Questi racconti colpiscono per il tono inusuale, legato non tanto alla nazionalità di chi scrive quanto alla sensazione di scavo interiore o comunque di ricerca cui non siamo più abituati. La sensazione è di avere davanti qualcosa di vivo mentre la letteratura ha sempre più un tono artificioso e artificiale, e se non lo è abbastanza, non è considerata grande letteratura. Questi racconti mi hanno fatto sentire la mancanza di un diverso modo di concepire la scrittura. Dei tre racconti il primo mi ha colpito più degli altri per quel tocco di sensibilità giapponese molto gradevole. Nel racconto sui martiri cristiani mi è sembrato di cogliere una riflessione dello scrittore tra sè, riflessione che poi lo ha portato al suo romanzo più noto (e davvero bello) Silenzio, in particolare al personaggio di Kichijiro.
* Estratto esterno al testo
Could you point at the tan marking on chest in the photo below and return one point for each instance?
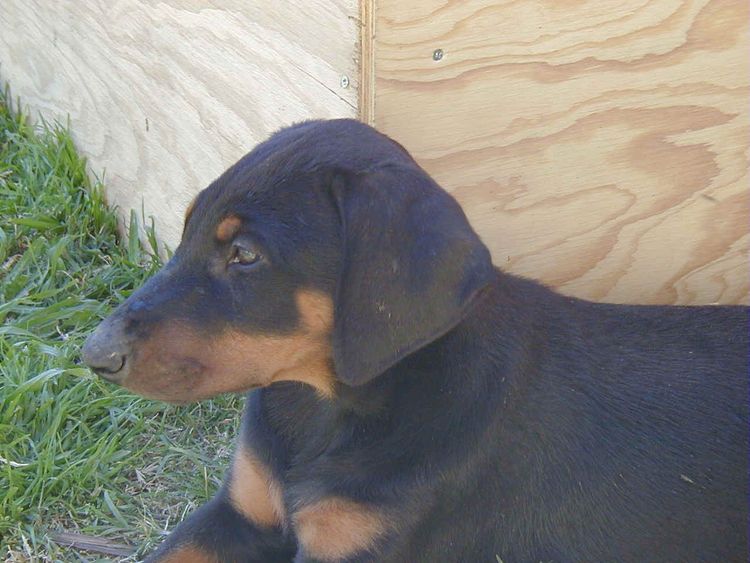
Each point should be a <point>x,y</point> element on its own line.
<point>254,492</point>
<point>228,228</point>
<point>335,528</point>
<point>188,554</point>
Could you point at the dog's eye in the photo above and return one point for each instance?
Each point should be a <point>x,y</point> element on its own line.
<point>243,255</point>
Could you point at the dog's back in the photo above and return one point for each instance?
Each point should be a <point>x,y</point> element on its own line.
<point>622,435</point>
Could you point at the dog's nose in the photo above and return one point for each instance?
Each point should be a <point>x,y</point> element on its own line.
<point>105,351</point>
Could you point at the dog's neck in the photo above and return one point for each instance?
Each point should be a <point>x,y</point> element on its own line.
<point>501,321</point>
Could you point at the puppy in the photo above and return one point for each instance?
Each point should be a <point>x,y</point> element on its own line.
<point>408,401</point>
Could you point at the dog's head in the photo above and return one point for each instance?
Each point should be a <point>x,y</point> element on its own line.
<point>325,255</point>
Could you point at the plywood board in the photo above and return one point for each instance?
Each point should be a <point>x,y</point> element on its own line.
<point>164,96</point>
<point>598,145</point>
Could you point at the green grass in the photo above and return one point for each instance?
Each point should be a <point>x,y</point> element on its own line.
<point>77,454</point>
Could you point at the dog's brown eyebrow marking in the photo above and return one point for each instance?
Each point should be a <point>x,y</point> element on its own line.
<point>336,528</point>
<point>253,491</point>
<point>228,228</point>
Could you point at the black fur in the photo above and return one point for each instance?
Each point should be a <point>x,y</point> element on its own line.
<point>487,416</point>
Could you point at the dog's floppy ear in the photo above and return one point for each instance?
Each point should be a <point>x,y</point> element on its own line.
<point>411,266</point>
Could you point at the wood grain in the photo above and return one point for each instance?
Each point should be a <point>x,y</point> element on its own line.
<point>165,95</point>
<point>598,145</point>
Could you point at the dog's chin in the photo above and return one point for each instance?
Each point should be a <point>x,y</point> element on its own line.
<point>181,390</point>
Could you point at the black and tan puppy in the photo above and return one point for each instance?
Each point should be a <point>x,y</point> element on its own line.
<point>410,402</point>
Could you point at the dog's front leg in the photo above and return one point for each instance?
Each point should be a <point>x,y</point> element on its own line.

Del resto come non immedesimarsi nel debole traditore (una specie di Pietro più che di Giuda) più che nei martiri, nel fatto che si domanda con angoscia se meriterà la misericordia di Dio.
L'autore non si dichiara cristiano convinto, dice di essersi ritrovato cristiano per la famiglia eccetera, però tutti i suoi lavori contengono riflessioni su tematiche religiose, riflessioni non superficiali o nozionistiche.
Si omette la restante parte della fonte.